Bank of America (BAC), the nation’s largest consumer bank and home lender, says second-quarter net income fell 41% - but results still beat analysts’ estimates.
The company reported net income of $3.41 billion, or $0.72 per share, down from $5.76 billion, or $1.28 per share, for the same period a year ago. Revenue increased 3.5% to $20.3 billion.
Analysts expected the company to earn 53 cents a share on revenue of $18.4 billion.
The company reported write-downs of $1.22 billion. Credit-loss provisions increased to $5.83 billion from $1.81 billion a year ago. The company blamed rising costs in home equity, small business and home building costs.

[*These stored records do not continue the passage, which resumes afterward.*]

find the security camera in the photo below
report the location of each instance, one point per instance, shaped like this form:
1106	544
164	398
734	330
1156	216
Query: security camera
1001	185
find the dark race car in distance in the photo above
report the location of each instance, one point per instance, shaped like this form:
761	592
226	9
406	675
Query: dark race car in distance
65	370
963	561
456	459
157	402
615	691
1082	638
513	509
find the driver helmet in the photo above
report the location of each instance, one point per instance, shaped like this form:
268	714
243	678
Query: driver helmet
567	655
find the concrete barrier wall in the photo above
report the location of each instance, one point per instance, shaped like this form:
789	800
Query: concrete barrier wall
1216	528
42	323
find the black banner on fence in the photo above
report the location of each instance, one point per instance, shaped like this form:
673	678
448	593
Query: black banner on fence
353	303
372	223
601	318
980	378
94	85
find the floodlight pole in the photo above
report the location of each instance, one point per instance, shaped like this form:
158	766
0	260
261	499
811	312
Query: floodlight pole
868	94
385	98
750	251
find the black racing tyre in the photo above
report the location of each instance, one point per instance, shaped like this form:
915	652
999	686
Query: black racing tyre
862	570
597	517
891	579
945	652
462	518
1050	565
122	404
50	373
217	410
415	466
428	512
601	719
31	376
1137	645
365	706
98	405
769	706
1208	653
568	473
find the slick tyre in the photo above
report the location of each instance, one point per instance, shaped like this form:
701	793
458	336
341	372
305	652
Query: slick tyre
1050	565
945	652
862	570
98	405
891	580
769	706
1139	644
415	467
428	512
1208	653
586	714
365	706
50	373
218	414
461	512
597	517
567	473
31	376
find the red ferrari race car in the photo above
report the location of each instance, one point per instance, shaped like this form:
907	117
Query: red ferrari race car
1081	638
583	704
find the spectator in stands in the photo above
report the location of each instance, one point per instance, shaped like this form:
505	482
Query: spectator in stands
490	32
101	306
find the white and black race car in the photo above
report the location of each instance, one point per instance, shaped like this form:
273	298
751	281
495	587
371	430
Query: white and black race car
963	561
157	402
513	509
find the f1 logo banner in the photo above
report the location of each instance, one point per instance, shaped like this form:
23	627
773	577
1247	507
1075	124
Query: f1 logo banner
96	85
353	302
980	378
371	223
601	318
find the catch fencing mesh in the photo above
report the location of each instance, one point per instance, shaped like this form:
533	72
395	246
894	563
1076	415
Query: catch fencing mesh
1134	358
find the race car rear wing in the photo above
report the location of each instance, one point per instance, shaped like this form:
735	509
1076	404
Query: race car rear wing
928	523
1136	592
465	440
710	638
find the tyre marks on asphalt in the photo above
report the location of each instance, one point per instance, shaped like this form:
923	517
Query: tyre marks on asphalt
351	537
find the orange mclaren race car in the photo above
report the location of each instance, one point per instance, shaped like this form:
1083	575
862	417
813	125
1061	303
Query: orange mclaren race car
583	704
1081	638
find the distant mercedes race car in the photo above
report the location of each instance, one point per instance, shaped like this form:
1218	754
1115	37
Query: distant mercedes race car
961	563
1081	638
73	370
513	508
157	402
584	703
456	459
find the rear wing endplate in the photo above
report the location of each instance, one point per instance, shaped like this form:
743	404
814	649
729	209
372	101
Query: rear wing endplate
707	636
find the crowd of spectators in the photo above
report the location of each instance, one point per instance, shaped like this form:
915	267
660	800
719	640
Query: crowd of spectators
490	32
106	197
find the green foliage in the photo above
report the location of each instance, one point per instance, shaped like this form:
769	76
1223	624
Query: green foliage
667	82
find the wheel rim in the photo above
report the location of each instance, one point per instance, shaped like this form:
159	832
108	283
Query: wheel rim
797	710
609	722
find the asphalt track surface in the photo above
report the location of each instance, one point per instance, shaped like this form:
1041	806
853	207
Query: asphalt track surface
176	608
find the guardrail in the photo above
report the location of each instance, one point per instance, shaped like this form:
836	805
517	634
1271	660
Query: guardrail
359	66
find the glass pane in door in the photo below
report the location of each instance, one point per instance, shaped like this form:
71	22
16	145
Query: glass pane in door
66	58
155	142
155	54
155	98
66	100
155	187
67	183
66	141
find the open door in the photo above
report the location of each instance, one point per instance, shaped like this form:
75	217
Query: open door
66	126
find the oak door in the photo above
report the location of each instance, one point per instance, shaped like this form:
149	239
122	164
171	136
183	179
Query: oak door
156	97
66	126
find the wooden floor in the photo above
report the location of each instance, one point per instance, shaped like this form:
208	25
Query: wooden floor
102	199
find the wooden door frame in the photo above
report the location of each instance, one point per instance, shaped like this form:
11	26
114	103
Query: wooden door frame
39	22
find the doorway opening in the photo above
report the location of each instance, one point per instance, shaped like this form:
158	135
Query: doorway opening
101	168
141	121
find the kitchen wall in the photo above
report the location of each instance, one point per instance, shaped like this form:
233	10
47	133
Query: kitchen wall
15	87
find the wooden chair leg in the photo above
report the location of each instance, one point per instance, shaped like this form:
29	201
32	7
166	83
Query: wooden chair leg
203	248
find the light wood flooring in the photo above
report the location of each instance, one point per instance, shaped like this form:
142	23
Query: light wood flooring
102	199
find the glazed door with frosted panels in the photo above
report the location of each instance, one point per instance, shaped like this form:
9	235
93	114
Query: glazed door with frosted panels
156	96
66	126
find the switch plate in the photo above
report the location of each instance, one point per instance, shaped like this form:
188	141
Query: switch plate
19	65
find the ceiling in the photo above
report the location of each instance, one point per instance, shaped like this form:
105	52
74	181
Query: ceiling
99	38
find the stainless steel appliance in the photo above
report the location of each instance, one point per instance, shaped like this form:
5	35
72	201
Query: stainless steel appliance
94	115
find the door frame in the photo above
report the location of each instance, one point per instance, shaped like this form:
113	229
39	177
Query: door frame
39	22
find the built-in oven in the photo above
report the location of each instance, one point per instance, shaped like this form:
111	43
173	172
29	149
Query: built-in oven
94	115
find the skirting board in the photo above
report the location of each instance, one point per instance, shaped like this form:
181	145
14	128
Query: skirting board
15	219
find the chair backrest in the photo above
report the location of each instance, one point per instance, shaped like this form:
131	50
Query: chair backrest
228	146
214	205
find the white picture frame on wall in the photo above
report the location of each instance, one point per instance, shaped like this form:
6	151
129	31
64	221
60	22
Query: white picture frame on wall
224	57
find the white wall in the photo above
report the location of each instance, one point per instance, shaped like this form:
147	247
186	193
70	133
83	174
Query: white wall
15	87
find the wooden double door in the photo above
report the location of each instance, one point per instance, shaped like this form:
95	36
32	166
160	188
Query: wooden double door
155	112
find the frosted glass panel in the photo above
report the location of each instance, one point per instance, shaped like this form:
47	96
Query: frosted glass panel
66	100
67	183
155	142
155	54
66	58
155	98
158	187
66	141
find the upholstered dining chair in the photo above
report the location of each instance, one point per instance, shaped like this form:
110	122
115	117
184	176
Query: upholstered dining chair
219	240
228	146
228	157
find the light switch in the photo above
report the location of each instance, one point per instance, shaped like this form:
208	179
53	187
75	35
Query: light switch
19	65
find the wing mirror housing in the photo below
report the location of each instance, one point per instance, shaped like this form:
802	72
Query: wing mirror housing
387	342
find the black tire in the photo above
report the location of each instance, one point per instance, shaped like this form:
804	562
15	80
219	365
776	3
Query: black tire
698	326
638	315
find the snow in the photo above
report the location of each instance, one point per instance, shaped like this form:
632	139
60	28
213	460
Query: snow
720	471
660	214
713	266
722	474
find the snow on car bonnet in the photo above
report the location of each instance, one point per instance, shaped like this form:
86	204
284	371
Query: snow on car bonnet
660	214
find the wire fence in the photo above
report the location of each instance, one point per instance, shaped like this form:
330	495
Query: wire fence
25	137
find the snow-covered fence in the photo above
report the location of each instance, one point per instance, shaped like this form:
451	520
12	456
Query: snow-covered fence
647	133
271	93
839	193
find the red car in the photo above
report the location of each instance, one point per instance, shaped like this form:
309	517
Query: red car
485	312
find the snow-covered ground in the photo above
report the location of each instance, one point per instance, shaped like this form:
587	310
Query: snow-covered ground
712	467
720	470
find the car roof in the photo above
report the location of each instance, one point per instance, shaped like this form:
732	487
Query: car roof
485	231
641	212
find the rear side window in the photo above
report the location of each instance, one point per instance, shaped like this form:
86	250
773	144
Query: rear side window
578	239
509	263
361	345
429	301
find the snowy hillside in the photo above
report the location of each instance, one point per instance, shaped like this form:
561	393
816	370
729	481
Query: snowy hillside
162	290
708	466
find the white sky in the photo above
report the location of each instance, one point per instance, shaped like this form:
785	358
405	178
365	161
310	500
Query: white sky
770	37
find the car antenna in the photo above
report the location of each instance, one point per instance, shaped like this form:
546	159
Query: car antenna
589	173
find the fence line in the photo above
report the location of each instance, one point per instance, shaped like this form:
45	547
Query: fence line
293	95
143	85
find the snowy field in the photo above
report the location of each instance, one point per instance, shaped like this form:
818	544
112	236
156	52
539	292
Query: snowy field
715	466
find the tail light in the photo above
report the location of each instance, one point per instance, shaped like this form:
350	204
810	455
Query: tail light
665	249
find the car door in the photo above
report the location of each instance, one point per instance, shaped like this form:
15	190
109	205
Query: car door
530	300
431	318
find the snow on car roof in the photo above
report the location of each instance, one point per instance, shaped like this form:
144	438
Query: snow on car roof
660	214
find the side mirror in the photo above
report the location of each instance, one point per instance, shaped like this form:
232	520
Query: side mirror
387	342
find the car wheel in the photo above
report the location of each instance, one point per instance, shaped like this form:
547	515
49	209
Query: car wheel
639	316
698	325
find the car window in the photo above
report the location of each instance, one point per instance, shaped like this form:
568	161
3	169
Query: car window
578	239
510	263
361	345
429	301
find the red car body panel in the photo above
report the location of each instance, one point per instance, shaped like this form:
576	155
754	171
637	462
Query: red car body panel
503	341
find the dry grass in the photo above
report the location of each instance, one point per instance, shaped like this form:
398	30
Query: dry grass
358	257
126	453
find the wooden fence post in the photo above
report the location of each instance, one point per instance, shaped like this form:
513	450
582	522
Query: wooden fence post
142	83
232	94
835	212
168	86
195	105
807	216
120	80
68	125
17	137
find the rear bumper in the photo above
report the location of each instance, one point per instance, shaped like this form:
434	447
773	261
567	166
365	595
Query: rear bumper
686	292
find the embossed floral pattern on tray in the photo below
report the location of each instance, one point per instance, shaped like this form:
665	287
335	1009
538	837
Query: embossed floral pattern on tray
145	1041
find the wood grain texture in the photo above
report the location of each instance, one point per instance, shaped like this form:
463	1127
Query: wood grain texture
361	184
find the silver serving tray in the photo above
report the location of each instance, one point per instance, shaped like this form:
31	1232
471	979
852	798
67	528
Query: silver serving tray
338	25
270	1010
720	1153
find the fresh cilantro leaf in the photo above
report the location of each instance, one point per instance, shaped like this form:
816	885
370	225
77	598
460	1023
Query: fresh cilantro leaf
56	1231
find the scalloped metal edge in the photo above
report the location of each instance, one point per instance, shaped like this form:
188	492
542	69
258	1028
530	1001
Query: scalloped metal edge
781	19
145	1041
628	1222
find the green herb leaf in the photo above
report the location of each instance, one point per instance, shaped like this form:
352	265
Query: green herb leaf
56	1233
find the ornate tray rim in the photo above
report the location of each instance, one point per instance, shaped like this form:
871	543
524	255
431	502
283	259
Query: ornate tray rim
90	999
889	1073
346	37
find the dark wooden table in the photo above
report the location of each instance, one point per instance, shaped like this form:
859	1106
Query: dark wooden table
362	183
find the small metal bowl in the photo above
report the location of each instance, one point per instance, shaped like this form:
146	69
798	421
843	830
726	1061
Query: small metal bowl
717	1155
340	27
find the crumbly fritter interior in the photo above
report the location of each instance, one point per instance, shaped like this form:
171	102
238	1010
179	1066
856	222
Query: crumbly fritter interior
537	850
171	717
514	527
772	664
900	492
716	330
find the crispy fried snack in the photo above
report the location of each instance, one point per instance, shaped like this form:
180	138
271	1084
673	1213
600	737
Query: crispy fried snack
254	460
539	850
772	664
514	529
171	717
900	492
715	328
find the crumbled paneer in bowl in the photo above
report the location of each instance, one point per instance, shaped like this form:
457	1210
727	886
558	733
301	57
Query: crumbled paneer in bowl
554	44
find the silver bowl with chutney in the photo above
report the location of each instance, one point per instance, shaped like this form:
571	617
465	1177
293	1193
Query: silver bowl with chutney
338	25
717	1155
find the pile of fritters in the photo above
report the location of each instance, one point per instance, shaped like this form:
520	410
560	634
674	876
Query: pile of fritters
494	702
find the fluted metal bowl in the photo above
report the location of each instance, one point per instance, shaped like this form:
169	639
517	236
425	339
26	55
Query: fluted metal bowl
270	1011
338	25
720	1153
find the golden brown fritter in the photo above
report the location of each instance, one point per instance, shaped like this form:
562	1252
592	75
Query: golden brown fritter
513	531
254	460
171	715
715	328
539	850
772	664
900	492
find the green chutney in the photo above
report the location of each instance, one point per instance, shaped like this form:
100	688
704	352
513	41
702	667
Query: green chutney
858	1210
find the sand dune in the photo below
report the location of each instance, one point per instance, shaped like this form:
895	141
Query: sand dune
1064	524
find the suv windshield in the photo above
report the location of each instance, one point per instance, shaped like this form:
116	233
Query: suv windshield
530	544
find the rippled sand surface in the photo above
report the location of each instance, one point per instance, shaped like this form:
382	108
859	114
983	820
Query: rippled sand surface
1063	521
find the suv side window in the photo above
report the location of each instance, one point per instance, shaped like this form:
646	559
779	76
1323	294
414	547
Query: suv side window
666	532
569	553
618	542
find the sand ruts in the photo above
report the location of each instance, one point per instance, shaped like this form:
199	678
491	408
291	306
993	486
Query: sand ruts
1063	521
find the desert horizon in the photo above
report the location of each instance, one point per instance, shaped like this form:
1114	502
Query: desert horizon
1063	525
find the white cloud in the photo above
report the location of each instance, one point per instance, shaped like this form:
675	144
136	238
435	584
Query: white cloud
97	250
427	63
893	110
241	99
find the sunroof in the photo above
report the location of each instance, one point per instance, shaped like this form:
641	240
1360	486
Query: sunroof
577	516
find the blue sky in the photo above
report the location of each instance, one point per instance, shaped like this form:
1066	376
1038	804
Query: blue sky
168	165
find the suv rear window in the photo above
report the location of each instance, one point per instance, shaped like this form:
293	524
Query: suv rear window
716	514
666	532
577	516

However, Bank of America says is expects to make money this year from its acquisition of Countrywide, which closed this month. The deal makes Bank of America the nation’s largest home-mortgage lender.
Countrywide’s results weren’t part of Bank of America’s earnings report: The company reported a second-quarter loss of $2.33 billion.
Last week, Morgan Stanley (MS) cut its rating of Bank of America’s shares, citing the acquisition of Countrywide.
Bank of America’s shares recently fetched $27.49. The 52-week range is $18.44 to $52.96.
Last week, Citigroup, JPMorgan Chase (JPM) and Wells Fargo (WFC) reported second-quarter earnings that weren’t as dire as analysts’ estimates.
Citigroup (C) reported a smaller than expected loss of $2.5 billion. JP Morgan Chase said profit fell 53%. Wells Fargo (WFC) said earnings declined 23%.